Maximum life span: the maximum number
of years that a member of a species has
been known to survive. The range is
tremendous. Drosophila = 3 months,
humans = 120 years, some turtles and lake
trout = 150 years, some trees = 1000 years
or more.
Survivorship: the percentage of survivors
in a population versus their age. The
variation is great. Only a small percentage
of wild animals enjoy maximum life span
due to predation and disease. Survivorship
is low for humans in underdeveloped
countries, but much higher and steadily
increasing in developed countries.
Jeanne Calment, the oldest confirmed
human, died in 1997 at 122 years of age.
What is the oldest living organism on earth?

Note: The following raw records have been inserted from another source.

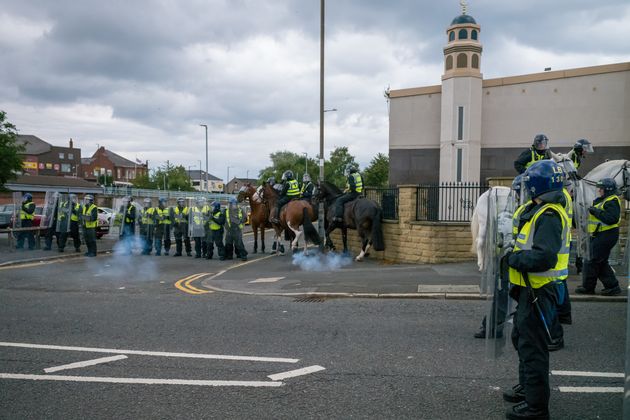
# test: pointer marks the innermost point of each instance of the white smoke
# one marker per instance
(316, 261)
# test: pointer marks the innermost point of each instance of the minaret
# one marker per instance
(460, 135)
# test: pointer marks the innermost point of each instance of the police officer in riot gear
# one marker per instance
(354, 188)
(538, 151)
(603, 226)
(539, 259)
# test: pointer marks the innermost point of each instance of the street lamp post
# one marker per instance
(206, 127)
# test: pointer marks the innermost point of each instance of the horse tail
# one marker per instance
(310, 233)
(377, 231)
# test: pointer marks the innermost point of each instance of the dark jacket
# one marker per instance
(547, 237)
(526, 156)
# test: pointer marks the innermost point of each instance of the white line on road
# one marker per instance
(296, 372)
(586, 373)
(146, 381)
(85, 363)
(266, 280)
(592, 389)
(152, 353)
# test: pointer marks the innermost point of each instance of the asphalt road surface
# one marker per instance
(117, 338)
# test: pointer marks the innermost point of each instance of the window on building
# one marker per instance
(449, 62)
(462, 61)
(474, 61)
(460, 123)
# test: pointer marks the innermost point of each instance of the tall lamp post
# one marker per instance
(206, 127)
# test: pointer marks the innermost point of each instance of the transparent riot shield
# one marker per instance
(495, 284)
(197, 218)
(580, 217)
(50, 207)
(17, 205)
(64, 211)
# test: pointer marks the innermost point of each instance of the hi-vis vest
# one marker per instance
(294, 188)
(535, 158)
(147, 216)
(161, 216)
(596, 225)
(24, 215)
(358, 182)
(76, 211)
(240, 217)
(524, 242)
(181, 216)
(214, 225)
(87, 216)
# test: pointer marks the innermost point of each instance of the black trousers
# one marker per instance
(597, 267)
(341, 202)
(530, 339)
(90, 240)
(182, 238)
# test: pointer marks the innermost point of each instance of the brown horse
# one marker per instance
(259, 218)
(293, 215)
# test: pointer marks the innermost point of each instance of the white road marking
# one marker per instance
(85, 363)
(146, 381)
(266, 280)
(296, 372)
(585, 373)
(592, 389)
(152, 353)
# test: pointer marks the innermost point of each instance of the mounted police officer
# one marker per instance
(179, 219)
(538, 151)
(216, 220)
(27, 214)
(162, 228)
(354, 188)
(290, 191)
(89, 217)
(540, 258)
(147, 225)
(603, 226)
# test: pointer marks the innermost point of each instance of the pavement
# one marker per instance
(317, 275)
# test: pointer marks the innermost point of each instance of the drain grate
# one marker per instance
(316, 299)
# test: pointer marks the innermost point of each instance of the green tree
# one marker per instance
(333, 169)
(377, 173)
(10, 150)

Celebrating its 4,645th birthday in
2002, a bristlecone pine in the
White Mountains of California is
the world's oldest-known living
organism.
The tree clings to rocky ground at
11,000 feet in one of the driest
places on Earth. This conifer took
root when the Great Pyramids were
going up in Egypt.
Bristlecone pines owe their
longevity to their unforgiving
environment. Alkaline soil, scant
moisture, desiccating winds,
constant freezing, and six-week
growing season. Insects, fungus,
and rot have little chance under
such harsh conditions.
Sardinia’s mysterious male methuselahs
More men live past 100 on this Italian island, proportionally, than anywhere
else in the world (Science 291:2074, 2001).
In most countries with reliable records, 5 women reach the century mark for
every man. In Sardinia there is no difference between sexes. The area is very
mountainous, isolated, and the population is inbred, thus, there appears to
be a genetic factor that might be isolated.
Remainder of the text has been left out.